Laporan Wartawan Tribunnews.com, Reynas Abdila
TRIBUNNEWS.COM, JAKARTA - Associate Director di Climate Policy Initiative (CPI) Tiza Mafira mengatakan, peluang investasi hijau sangat terbuka karena energi terbarukan sebenarnya mempunyai bisnis model.
Ia menuturkan kebutuhan untuk pembiayaan untuk perubahan iklim mencapai 350 miliar dolar Amerika.
Sedangkan investasi untuk energi terbarukan di Indonesia saat ini baru sekitar 13,5 miliar dolar Amerika per tahun.
“Investasi energi hijau sekarang berkembang pesat. Contohnya adalah panel surya yang merupakan salah satu potensi energi terbarukan yang paling menjanjikan tapi jauh tertinggal. Saat ini investasi untuk panel surya hanya naik 2 persen per tahun," kata Tiza dalam webinar The Road to COP26, Jumat (22/10/2021).

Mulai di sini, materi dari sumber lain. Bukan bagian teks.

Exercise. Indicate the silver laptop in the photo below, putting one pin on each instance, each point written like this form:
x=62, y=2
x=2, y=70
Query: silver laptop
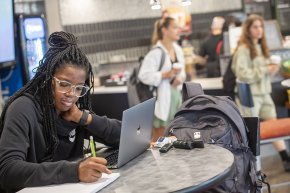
x=136, y=132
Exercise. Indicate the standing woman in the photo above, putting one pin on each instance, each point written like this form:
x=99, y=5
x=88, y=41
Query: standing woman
x=251, y=64
x=43, y=125
x=167, y=80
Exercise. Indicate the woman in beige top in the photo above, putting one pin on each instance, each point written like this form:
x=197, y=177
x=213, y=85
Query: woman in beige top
x=251, y=65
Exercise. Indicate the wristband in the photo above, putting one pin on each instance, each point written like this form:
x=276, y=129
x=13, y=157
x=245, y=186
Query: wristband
x=84, y=118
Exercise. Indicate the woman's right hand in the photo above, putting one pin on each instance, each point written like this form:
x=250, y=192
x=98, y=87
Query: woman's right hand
x=91, y=169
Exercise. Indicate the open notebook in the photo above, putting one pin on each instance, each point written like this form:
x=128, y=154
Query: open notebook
x=75, y=187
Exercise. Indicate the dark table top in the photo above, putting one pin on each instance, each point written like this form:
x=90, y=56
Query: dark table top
x=177, y=170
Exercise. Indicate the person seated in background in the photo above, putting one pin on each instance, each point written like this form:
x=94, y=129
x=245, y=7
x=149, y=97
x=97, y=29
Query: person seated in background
x=211, y=47
x=44, y=124
x=251, y=65
x=171, y=75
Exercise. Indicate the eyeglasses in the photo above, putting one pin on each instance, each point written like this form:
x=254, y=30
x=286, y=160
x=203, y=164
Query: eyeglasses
x=65, y=86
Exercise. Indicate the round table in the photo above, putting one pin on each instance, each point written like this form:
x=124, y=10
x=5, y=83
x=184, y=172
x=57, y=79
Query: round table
x=177, y=170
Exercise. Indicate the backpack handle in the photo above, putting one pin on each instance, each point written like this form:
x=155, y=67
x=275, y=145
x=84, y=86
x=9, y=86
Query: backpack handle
x=191, y=89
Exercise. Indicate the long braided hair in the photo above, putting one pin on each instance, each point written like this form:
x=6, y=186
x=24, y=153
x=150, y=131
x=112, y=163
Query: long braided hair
x=63, y=51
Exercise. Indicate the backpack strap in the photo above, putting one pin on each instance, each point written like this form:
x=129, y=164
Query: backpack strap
x=221, y=104
x=191, y=89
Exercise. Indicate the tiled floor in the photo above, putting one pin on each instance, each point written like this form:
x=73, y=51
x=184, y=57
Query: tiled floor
x=276, y=176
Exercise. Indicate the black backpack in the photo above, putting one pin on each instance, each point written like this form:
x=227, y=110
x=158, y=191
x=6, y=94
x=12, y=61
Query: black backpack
x=229, y=81
x=137, y=90
x=219, y=122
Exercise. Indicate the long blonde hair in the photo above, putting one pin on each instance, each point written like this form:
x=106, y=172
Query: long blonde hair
x=247, y=40
x=157, y=32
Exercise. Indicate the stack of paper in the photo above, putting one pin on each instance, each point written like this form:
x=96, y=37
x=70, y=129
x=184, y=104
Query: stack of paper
x=75, y=187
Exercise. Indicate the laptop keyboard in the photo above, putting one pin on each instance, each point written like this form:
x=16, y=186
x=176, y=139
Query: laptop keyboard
x=112, y=158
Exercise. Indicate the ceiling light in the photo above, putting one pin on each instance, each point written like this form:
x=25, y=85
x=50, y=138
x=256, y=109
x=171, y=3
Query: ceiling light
x=185, y=2
x=155, y=4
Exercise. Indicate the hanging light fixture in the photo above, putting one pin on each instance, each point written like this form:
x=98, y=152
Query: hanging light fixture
x=185, y=2
x=155, y=4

"Padahal kebutuhan investasi untuk panel surya naik 270 kali lipat dibandingkan investasi saat ini,” tambahnya.
Tiza menambahkan, harga teknologi energi terbarukan turun secara konsisten.
Di dunia, saat ini teknologi panel surya sudah lebih murah dibandingkan teknologi untuk batubara.

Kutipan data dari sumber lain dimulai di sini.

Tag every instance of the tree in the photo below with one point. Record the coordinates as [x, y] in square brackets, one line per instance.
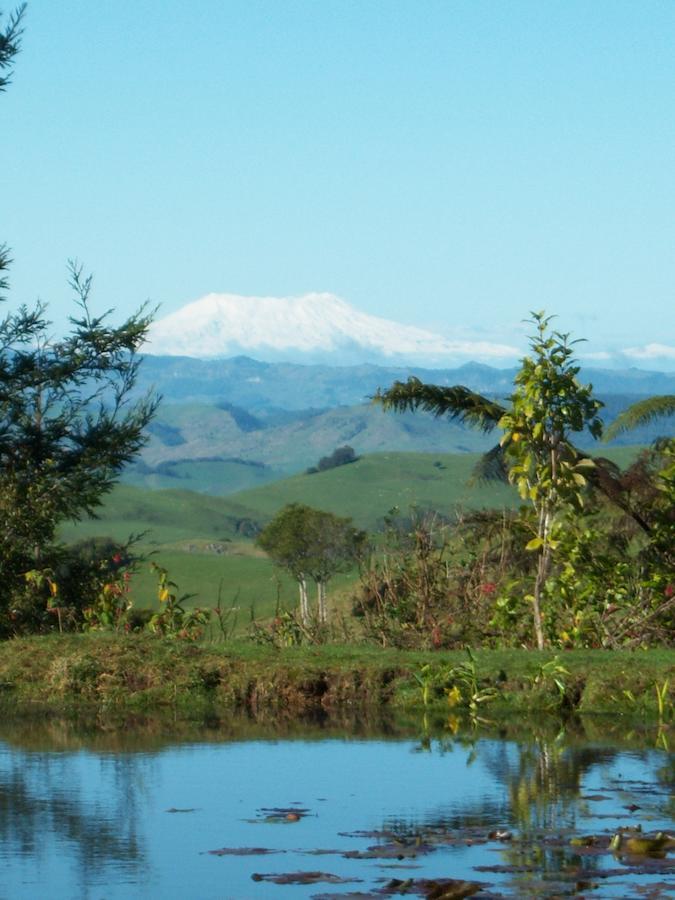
[68, 423]
[311, 543]
[535, 452]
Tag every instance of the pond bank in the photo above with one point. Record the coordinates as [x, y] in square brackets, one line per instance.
[137, 673]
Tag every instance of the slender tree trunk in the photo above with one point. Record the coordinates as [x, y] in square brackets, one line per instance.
[543, 566]
[321, 596]
[304, 603]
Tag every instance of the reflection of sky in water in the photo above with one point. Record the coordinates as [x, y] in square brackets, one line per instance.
[96, 825]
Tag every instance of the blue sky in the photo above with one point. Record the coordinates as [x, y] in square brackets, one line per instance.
[450, 165]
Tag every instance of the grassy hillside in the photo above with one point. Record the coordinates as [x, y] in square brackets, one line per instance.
[365, 490]
[205, 542]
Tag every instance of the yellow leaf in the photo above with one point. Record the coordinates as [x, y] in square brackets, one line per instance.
[454, 696]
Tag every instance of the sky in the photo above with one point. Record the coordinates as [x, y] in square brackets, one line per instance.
[448, 165]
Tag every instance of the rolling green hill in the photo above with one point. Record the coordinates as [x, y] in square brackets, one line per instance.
[205, 541]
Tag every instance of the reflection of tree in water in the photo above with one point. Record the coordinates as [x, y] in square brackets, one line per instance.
[87, 805]
[541, 798]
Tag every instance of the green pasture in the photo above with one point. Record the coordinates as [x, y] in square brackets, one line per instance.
[199, 538]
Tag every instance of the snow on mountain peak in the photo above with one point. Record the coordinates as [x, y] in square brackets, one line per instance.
[313, 325]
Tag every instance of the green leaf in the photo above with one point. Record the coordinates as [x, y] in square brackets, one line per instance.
[534, 544]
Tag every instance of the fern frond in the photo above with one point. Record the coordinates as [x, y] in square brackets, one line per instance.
[456, 402]
[641, 413]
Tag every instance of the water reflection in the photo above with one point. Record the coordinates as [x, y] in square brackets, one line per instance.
[134, 812]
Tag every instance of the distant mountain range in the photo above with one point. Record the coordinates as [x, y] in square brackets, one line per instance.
[256, 385]
[225, 425]
[311, 328]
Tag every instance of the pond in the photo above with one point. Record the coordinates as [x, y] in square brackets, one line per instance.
[322, 814]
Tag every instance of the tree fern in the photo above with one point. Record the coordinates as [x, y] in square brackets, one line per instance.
[641, 413]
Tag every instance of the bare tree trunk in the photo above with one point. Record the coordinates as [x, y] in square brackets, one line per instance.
[304, 603]
[543, 565]
[321, 595]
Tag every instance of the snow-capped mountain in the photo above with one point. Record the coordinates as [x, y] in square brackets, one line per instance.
[313, 327]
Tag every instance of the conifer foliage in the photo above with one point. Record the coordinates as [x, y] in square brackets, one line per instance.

“Tapi hal ini tidak terjadi di Indonesia. Karena ada market barrier yang membuat panel surya kalah bersaing dengan batubara. PLN masih mendapat subsidi untuk batubara sehingga harga batubara jadi tidak terlalu mahal. Ini yang membuat adanya fake price terhadap harga batubara. Harusnya subsidi untuk batubara mulai dikurangi,” jelas Tiza.
Baca juga: Erick Thohir Tegaskan Ketergantungan Impor di Sektor Energi Harus Ditekan
Secara global, nilai investasi hijau memang menunjukkan tren kenaikan.

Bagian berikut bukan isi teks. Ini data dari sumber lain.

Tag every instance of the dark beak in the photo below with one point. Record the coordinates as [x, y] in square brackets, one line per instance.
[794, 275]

Hingga kuartal kedua 2021 lalu, total ada lebih dari 2,2 triliun dolar AS dana berkelanjutan global.
Namun angka itu masih jauh dari cukup.
Menurut laporan World Economic Forum bersama UNEP, total nilai investasi hijau (pemerintah dan swasta) tahun lalu mencapai 133 miliar dolar AS, di mana 86 persen berasal pemerintah dan 14 persen bersumber dari investasi swasta.